A facilidade com que endeusamos este tipo de indivíduos tem o efeito de, pelas razões simétricas, rejeitarmos ou – usando as palavras do Papa Francisco – descartarmos quem está no polo oposto. Pedir ajuda torna-se assim um sinal de debilidade que muitos não querem revelar. Assim, temos as pessoas que são evidentemente descartadas pela sociedade de que todos fazemos parte; e temos as pessoas que se “auto-descartam” sofrendo em silêncio e, muitas vezes, durante demasiado tempo.

O programa SEMAFÓRO tem a virtude de permitir, de forma discreta, identificar necessidades não evidentes, que muitos de nós, com responsabilidades de gestão, não sonhamos que existem mesmo debaixo dos nossos narizes. Há, em todas as organizações, pessoas cujas vidas – histórias de vida – não são conhecidas por quem com elas partilha o dia-a-dia.

Num tempo em que o Papa Francisco nos convoca para (re)aprender a sinodalidade, precisamos desenvolver muito mais a nossa capacidade de escutar. Escutar o outro com todo o nosso ser para podermos realmente caminhar com ele. Esta é uma dimensão que não é habitualmente associada aos grandes líderes: vistos como grandes oradores, mobilizadores, inspiradores, audazes… nunca (ou quase nunca) como grandes escutadores.

Assim, quando e como podemos considerar a escuta como um factor crítico na liderança e gestão das nossas organizações? Quem nunca considerou estar a perder o tempo – com a consequente falta de eficácia – dedicado a ouvir os outros? Só ouvir. Ouvir sem intenção de retorquir, de corrigir, de clarificar. Ouvir para pensar; ouvir para pensar e agir.

É este também um dos contributos que o SEMÁFORO traz: uma forma discreta e efectiva de escutar. Não só de escutar, mas também de direccionar a ajuda adequada para as pessoas que sejam identificadas. Escutar bem, para agir bem.

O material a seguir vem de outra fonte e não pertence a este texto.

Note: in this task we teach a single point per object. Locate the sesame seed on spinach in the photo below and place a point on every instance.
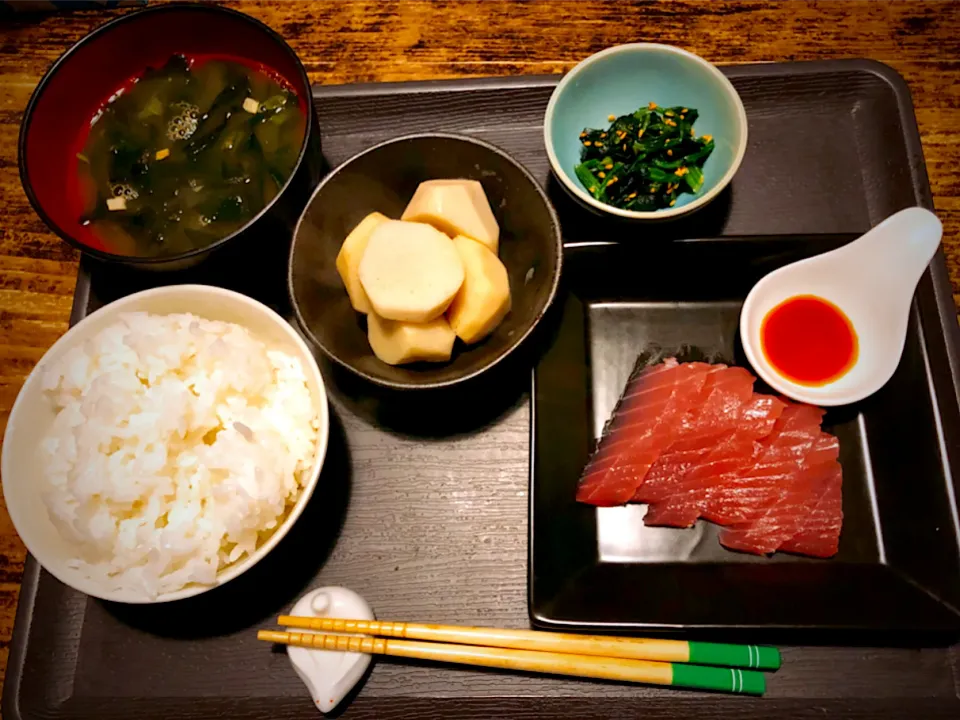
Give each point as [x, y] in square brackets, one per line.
[644, 160]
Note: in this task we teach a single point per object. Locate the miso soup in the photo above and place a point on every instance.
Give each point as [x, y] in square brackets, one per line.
[186, 154]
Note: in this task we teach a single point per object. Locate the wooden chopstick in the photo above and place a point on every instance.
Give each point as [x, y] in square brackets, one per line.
[747, 682]
[677, 651]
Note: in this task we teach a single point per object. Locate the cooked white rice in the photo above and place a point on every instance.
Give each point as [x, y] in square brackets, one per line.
[178, 446]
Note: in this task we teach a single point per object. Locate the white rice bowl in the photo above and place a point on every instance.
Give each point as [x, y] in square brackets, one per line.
[169, 451]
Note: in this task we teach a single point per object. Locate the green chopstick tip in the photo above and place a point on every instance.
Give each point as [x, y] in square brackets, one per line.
[735, 680]
[769, 658]
[756, 657]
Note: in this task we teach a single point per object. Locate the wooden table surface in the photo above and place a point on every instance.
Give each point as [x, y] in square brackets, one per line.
[395, 40]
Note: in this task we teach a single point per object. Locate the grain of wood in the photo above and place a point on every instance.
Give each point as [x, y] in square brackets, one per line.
[398, 40]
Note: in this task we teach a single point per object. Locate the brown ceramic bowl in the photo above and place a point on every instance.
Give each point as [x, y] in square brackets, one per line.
[384, 179]
[88, 73]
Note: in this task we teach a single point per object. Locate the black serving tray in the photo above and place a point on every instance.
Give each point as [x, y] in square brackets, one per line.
[422, 506]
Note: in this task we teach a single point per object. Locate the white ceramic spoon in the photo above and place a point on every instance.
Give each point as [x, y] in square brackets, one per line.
[330, 675]
[872, 280]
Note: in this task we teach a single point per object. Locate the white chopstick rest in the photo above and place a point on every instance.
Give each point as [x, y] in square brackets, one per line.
[330, 675]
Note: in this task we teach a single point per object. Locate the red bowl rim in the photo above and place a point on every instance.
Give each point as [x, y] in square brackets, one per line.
[102, 30]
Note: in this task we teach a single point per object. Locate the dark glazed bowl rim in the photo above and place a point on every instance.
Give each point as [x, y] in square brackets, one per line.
[431, 385]
[103, 30]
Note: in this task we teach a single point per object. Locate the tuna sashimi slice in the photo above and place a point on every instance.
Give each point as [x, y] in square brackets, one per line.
[747, 496]
[718, 454]
[645, 422]
[820, 536]
[787, 515]
[724, 394]
[735, 462]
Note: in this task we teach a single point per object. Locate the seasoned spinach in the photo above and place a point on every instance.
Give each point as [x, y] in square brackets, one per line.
[644, 160]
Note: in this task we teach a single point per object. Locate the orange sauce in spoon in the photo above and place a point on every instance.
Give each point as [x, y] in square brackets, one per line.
[809, 340]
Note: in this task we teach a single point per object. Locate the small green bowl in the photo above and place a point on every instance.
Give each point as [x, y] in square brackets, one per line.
[617, 81]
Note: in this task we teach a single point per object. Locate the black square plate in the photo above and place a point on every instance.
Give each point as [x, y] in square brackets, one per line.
[899, 560]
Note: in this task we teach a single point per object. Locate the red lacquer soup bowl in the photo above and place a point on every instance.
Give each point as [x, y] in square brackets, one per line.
[78, 84]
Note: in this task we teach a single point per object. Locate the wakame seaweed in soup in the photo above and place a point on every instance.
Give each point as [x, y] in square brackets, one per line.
[187, 154]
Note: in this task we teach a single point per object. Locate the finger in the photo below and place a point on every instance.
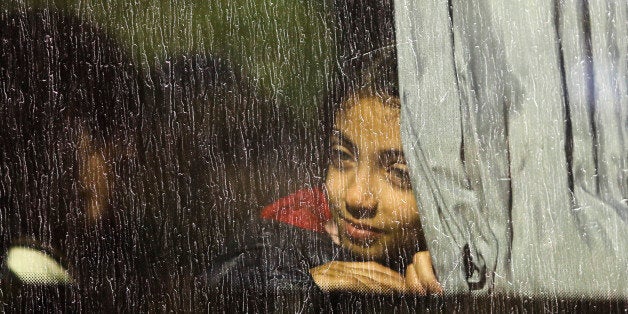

Em resumo, este programa tem estas e outras características que o tornam numa ferramenta muito interessante para os gestores das organizações empresariais e sociais. Para uns, porque lhes permite conhecer mais a fundo as suas pessoas; para outros porque é uma forma de identificar as necessidades de ajuda não evidentes. Por isso o considero ser uma iniciativa de grande valor social e com um potencial de impacto muito significativo na vida das organizações e das pessoas que delas fazem parte.